Moment of inertia about z-axis in spherical coordinates

[clairez93]

Homework Statement

Use spherical coordinates to find the moment of inertia about the z-axis of a solid of uniform density bounded by the hemisphere $$\rho=cos\varphi$$, $$\pi/4\leq\varphi\leq\pi/2$$, and the cone $$\varphi=4$$.

Homework Equations

$$I_{z} = \int\int\int(x^{2}+y^{2})\rho(x, y, z) dV$$

The Attempt at a Solution

I tried to convert that equation to cylindrical coordinates and got this (k representing density because it's uniform)

$$I_{z} = k \int^{2\pi}_{0}\int^{\pi/2}_{\pi/4}\int^{1}_{0}\rho^2 sin^{2}\varphi*d\rho*d\varphi*d\theta$$

Plugged that into my calculator and got:

$$\frac{k\pi(\pi+2)}{12}$$

The book answer is:
$$\frac{k\pi}{192}$$

What am I doing wrong?

 

[LCKurtz]

Homework Statement

Use spherical coordinates to find the moment of inertia about the z-axis of a solid of uniform density bounded by the hemisphere $$\rho=cos\varphi$$, $$\pi/4\leq\varphi\leq\pi/2$$, and the cone $$\varphi=4$$.

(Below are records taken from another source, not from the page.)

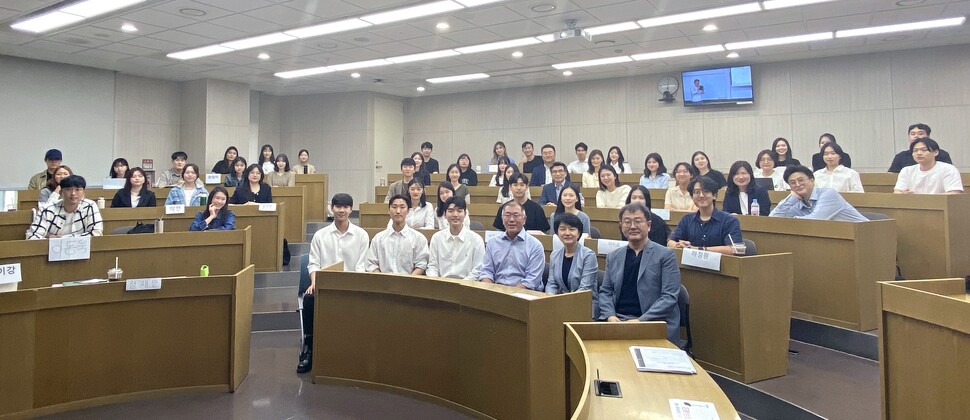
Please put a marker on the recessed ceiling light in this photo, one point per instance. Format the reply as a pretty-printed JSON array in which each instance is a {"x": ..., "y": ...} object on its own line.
[{"x": 188, "y": 11}]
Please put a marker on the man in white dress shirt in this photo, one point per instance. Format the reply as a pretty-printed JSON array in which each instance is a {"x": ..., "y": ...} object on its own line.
[
  {"x": 341, "y": 241},
  {"x": 456, "y": 252},
  {"x": 399, "y": 248},
  {"x": 928, "y": 176}
]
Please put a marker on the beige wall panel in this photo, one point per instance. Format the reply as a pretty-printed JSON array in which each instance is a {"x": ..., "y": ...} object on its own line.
[
  {"x": 727, "y": 140},
  {"x": 593, "y": 102},
  {"x": 931, "y": 77},
  {"x": 865, "y": 135},
  {"x": 854, "y": 83},
  {"x": 144, "y": 100}
]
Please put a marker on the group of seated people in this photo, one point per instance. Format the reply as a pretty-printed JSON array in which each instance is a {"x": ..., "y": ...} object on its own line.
[{"x": 64, "y": 211}]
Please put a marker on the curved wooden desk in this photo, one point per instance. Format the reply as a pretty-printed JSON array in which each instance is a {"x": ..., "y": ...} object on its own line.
[
  {"x": 476, "y": 348},
  {"x": 74, "y": 347},
  {"x": 603, "y": 348},
  {"x": 150, "y": 255}
]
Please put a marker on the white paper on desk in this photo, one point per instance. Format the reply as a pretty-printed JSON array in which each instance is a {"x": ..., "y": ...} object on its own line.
[
  {"x": 213, "y": 179},
  {"x": 10, "y": 273},
  {"x": 662, "y": 359},
  {"x": 701, "y": 259},
  {"x": 605, "y": 246},
  {"x": 692, "y": 410},
  {"x": 67, "y": 249}
]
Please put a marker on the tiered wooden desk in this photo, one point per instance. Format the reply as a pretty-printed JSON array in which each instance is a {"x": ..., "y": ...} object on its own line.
[
  {"x": 74, "y": 347},
  {"x": 600, "y": 349},
  {"x": 924, "y": 349},
  {"x": 477, "y": 348},
  {"x": 267, "y": 235},
  {"x": 151, "y": 255},
  {"x": 294, "y": 222}
]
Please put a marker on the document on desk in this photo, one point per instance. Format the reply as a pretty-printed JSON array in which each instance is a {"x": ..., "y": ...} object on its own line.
[
  {"x": 692, "y": 410},
  {"x": 660, "y": 359}
]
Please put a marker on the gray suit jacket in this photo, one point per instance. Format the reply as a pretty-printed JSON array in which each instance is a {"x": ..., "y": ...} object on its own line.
[
  {"x": 658, "y": 285},
  {"x": 582, "y": 274}
]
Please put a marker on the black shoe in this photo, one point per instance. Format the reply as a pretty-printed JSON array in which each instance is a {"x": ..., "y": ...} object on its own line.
[{"x": 306, "y": 362}]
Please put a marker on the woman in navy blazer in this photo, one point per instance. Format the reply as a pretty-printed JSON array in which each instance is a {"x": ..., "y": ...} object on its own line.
[
  {"x": 740, "y": 181},
  {"x": 135, "y": 186},
  {"x": 579, "y": 272}
]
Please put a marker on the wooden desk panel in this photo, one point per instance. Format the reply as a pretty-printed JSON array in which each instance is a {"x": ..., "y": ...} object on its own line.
[
  {"x": 150, "y": 255},
  {"x": 603, "y": 349},
  {"x": 444, "y": 340},
  {"x": 924, "y": 349},
  {"x": 317, "y": 196},
  {"x": 123, "y": 345}
]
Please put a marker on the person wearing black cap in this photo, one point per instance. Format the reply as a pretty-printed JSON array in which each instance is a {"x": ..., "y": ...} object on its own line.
[{"x": 53, "y": 161}]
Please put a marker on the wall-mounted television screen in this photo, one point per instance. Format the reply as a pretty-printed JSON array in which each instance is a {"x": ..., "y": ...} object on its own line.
[{"x": 727, "y": 85}]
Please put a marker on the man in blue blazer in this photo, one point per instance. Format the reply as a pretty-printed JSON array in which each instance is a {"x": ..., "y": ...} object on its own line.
[
  {"x": 642, "y": 280},
  {"x": 550, "y": 191}
]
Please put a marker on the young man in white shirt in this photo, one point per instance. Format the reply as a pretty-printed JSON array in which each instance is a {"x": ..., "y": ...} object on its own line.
[
  {"x": 928, "y": 176},
  {"x": 456, "y": 252},
  {"x": 341, "y": 241},
  {"x": 579, "y": 165},
  {"x": 399, "y": 248}
]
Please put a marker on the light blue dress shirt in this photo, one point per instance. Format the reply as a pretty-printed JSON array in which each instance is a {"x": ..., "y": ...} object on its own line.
[
  {"x": 662, "y": 181},
  {"x": 825, "y": 204},
  {"x": 514, "y": 261}
]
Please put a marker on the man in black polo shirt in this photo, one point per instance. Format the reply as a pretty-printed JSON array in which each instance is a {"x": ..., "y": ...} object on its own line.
[{"x": 535, "y": 217}]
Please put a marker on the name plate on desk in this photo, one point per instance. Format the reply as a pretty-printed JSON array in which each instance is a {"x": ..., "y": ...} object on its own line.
[
  {"x": 10, "y": 273},
  {"x": 213, "y": 179},
  {"x": 701, "y": 259},
  {"x": 154, "y": 283},
  {"x": 605, "y": 246},
  {"x": 67, "y": 249}
]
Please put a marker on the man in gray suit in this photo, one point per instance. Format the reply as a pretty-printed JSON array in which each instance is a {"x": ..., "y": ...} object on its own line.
[{"x": 642, "y": 280}]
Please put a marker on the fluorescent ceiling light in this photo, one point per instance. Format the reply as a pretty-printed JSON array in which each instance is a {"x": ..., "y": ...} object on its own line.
[
  {"x": 92, "y": 8},
  {"x": 512, "y": 43},
  {"x": 359, "y": 65},
  {"x": 474, "y": 3},
  {"x": 929, "y": 24},
  {"x": 700, "y": 15},
  {"x": 303, "y": 73},
  {"x": 779, "y": 4},
  {"x": 423, "y": 56},
  {"x": 327, "y": 28},
  {"x": 616, "y": 27},
  {"x": 590, "y": 63},
  {"x": 258, "y": 41},
  {"x": 458, "y": 78},
  {"x": 678, "y": 53},
  {"x": 200, "y": 52},
  {"x": 778, "y": 41},
  {"x": 413, "y": 12},
  {"x": 46, "y": 22}
]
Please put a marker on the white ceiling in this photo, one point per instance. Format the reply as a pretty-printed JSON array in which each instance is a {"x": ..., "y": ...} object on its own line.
[{"x": 165, "y": 27}]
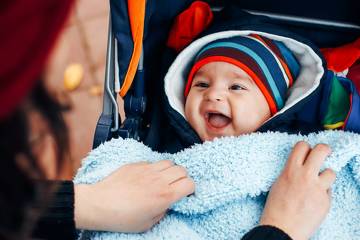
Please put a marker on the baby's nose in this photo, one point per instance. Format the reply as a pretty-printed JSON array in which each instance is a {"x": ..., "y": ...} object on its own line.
[{"x": 214, "y": 95}]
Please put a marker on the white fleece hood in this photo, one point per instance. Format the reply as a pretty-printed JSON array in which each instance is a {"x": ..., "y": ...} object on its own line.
[{"x": 311, "y": 69}]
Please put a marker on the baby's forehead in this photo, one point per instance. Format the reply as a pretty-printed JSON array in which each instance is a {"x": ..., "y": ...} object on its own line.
[{"x": 223, "y": 68}]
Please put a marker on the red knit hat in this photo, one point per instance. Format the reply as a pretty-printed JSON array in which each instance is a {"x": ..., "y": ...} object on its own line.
[{"x": 28, "y": 31}]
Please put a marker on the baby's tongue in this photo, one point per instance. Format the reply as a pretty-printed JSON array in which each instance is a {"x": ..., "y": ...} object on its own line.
[{"x": 218, "y": 120}]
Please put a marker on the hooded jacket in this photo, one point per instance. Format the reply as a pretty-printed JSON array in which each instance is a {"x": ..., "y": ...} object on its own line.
[{"x": 308, "y": 102}]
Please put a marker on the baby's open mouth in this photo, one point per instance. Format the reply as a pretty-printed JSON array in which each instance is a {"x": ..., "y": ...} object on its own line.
[{"x": 217, "y": 120}]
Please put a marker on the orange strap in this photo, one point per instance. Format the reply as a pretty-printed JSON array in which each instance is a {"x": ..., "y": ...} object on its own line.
[{"x": 136, "y": 12}]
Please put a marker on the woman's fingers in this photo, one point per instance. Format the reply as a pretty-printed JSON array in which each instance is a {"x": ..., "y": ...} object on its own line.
[
  {"x": 174, "y": 173},
  {"x": 298, "y": 155},
  {"x": 162, "y": 165},
  {"x": 316, "y": 158},
  {"x": 182, "y": 188}
]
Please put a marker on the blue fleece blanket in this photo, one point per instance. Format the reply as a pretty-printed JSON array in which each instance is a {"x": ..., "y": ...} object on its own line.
[{"x": 232, "y": 177}]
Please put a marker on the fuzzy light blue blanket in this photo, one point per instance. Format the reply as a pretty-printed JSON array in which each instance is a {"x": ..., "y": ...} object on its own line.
[{"x": 232, "y": 177}]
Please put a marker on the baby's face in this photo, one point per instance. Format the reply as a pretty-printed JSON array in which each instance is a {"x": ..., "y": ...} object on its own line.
[{"x": 224, "y": 101}]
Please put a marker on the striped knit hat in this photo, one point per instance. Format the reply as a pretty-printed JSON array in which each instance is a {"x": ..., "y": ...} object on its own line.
[{"x": 270, "y": 64}]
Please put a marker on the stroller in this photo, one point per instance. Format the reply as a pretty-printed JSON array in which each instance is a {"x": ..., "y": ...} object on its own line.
[{"x": 137, "y": 36}]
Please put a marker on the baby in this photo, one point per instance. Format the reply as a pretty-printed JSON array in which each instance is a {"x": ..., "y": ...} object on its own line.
[{"x": 237, "y": 84}]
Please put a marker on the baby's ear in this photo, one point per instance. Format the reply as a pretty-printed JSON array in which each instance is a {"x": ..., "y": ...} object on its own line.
[{"x": 189, "y": 24}]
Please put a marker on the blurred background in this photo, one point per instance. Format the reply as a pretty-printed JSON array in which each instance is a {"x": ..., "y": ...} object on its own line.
[{"x": 79, "y": 60}]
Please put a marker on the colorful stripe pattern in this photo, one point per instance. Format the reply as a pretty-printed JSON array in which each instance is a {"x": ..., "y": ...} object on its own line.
[{"x": 270, "y": 64}]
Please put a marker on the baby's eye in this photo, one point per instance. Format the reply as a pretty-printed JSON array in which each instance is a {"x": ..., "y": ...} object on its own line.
[
  {"x": 201, "y": 84},
  {"x": 237, "y": 87}
]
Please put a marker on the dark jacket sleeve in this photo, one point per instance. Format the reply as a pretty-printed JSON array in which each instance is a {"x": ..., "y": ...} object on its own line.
[
  {"x": 58, "y": 220},
  {"x": 266, "y": 233}
]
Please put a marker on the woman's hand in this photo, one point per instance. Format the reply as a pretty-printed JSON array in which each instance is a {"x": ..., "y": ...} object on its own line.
[
  {"x": 300, "y": 198},
  {"x": 133, "y": 198}
]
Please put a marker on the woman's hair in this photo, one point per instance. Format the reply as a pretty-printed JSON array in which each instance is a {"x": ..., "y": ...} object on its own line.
[{"x": 18, "y": 191}]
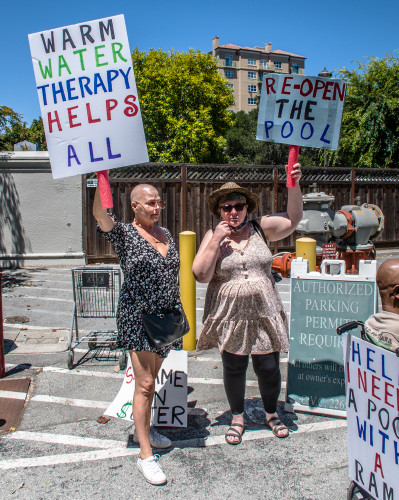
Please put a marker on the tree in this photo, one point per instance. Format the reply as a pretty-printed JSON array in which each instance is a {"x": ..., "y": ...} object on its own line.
[
  {"x": 370, "y": 124},
  {"x": 13, "y": 130},
  {"x": 184, "y": 103}
]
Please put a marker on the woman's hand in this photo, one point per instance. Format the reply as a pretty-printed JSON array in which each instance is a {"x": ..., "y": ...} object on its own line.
[
  {"x": 296, "y": 172},
  {"x": 222, "y": 231}
]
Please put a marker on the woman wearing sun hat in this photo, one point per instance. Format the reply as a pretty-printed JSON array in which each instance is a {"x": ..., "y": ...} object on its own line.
[{"x": 243, "y": 312}]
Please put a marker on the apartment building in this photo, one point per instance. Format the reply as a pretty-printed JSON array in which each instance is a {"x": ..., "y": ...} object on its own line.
[{"x": 245, "y": 68}]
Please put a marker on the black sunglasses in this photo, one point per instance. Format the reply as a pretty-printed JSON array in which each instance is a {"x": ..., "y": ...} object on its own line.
[{"x": 228, "y": 208}]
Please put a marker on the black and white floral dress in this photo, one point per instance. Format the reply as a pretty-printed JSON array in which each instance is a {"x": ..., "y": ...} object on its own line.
[{"x": 150, "y": 285}]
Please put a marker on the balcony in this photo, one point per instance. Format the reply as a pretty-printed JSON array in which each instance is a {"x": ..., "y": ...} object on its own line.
[{"x": 228, "y": 64}]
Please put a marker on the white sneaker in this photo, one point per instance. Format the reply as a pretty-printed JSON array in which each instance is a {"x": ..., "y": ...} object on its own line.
[
  {"x": 152, "y": 470},
  {"x": 156, "y": 439}
]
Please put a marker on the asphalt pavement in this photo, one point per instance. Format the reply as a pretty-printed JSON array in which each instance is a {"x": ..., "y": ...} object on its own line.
[{"x": 61, "y": 451}]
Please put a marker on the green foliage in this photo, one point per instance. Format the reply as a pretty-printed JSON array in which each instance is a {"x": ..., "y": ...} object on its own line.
[
  {"x": 184, "y": 103},
  {"x": 370, "y": 125},
  {"x": 13, "y": 130}
]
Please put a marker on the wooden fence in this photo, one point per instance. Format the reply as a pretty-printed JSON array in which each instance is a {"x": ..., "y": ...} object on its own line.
[{"x": 186, "y": 187}]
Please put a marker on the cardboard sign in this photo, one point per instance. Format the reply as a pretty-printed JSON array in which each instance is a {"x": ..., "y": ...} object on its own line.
[
  {"x": 372, "y": 400},
  {"x": 319, "y": 304},
  {"x": 88, "y": 97},
  {"x": 170, "y": 400},
  {"x": 301, "y": 110}
]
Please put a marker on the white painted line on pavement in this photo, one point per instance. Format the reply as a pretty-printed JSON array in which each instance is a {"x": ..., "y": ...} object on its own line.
[
  {"x": 51, "y": 460},
  {"x": 45, "y": 437},
  {"x": 82, "y": 403},
  {"x": 85, "y": 456}
]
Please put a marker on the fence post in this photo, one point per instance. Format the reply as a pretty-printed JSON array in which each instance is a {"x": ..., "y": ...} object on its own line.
[{"x": 2, "y": 361}]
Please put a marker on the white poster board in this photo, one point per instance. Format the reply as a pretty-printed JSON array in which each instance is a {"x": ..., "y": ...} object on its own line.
[
  {"x": 88, "y": 97},
  {"x": 169, "y": 407},
  {"x": 301, "y": 110},
  {"x": 372, "y": 400}
]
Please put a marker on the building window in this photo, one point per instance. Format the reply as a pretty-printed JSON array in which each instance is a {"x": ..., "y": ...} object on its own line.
[{"x": 228, "y": 60}]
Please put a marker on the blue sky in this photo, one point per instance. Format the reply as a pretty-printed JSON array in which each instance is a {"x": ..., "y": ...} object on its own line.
[{"x": 329, "y": 34}]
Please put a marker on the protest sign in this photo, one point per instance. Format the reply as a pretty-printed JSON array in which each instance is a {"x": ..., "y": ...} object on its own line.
[
  {"x": 319, "y": 304},
  {"x": 372, "y": 400},
  {"x": 170, "y": 400},
  {"x": 88, "y": 97},
  {"x": 301, "y": 110}
]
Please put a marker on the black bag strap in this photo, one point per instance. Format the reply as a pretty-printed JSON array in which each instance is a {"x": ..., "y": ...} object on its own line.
[{"x": 258, "y": 229}]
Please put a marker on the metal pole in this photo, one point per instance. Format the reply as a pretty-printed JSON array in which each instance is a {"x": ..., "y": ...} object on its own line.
[
  {"x": 184, "y": 197},
  {"x": 2, "y": 361},
  {"x": 275, "y": 194},
  {"x": 188, "y": 286}
]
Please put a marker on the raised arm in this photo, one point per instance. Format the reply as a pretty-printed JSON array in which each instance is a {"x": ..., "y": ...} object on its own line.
[
  {"x": 104, "y": 220},
  {"x": 279, "y": 226},
  {"x": 205, "y": 261}
]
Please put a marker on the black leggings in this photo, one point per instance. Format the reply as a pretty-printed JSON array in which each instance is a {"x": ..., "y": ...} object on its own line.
[{"x": 267, "y": 369}]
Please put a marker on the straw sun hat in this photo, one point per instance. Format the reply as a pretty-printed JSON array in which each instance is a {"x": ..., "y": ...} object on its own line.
[{"x": 231, "y": 187}]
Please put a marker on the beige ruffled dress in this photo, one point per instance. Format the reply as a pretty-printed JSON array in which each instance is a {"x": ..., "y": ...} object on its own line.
[{"x": 243, "y": 311}]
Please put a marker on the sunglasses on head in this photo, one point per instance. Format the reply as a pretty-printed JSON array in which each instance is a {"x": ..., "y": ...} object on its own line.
[{"x": 228, "y": 208}]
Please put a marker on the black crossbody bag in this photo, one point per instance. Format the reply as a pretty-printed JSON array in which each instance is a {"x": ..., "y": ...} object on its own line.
[
  {"x": 164, "y": 328},
  {"x": 259, "y": 230}
]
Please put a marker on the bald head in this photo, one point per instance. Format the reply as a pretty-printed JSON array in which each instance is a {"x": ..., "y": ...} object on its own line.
[
  {"x": 143, "y": 190},
  {"x": 388, "y": 285}
]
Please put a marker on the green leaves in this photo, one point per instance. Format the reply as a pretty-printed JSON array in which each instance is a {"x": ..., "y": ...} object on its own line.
[
  {"x": 370, "y": 125},
  {"x": 184, "y": 103}
]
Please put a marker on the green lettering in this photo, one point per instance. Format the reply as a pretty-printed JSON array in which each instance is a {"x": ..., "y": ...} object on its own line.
[
  {"x": 116, "y": 51},
  {"x": 62, "y": 64},
  {"x": 47, "y": 70}
]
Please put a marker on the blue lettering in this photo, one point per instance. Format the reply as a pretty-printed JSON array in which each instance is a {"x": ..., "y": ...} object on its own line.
[{"x": 290, "y": 132}]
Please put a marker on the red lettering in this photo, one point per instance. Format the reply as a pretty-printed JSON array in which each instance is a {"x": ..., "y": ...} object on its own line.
[
  {"x": 129, "y": 375},
  {"x": 53, "y": 120},
  {"x": 89, "y": 116},
  {"x": 374, "y": 386},
  {"x": 71, "y": 117},
  {"x": 339, "y": 91},
  {"x": 361, "y": 379},
  {"x": 387, "y": 394},
  {"x": 270, "y": 85},
  {"x": 110, "y": 104},
  {"x": 378, "y": 464},
  {"x": 310, "y": 87},
  {"x": 327, "y": 90},
  {"x": 286, "y": 84},
  {"x": 319, "y": 85},
  {"x": 131, "y": 110}
]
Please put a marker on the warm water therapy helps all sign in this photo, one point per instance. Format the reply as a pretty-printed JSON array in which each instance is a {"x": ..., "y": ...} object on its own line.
[
  {"x": 88, "y": 97},
  {"x": 301, "y": 110}
]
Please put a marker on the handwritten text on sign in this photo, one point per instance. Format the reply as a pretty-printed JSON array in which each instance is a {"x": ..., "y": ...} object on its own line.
[
  {"x": 372, "y": 399},
  {"x": 88, "y": 97},
  {"x": 301, "y": 110},
  {"x": 169, "y": 406}
]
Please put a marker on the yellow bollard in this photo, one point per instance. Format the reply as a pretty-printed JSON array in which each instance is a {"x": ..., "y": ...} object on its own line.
[
  {"x": 187, "y": 286},
  {"x": 306, "y": 248}
]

You mean $\varphi = \pi / 4$ for the cone.

Homework Equations

$$I_{z} = \int\int\int(x^{2}+y^{2})\rho(x, y, z) dV$$

The Attempt at a Solution

I tried to convert that equation to cylindrical coordinates and got this (k representing density because it's uniform)

$$I_{z} = k \int^{2\pi}_{0}\int^{\pi/2}_{\pi/4}\int^{1}_{0}\rho^2 sin^{2}\varphi*d\rho*d\varphi*d\theta$$

That doesn't look like cylindrical coordinates to me. But then, why would you want cylindrical coordinates anyway? Assuming that the $\rho^2\sin^2(\phi)$
is the moment arm, check your spherical coordinate dV.

Plugged that into my calculator and got:

$$\frac{k\pi(\pi+2)}{12}$$

The book answer is:
$$\frac{k\pi}{192}$$

What am I doing wrong?

Aside from getting the dV wrong, using a calculator?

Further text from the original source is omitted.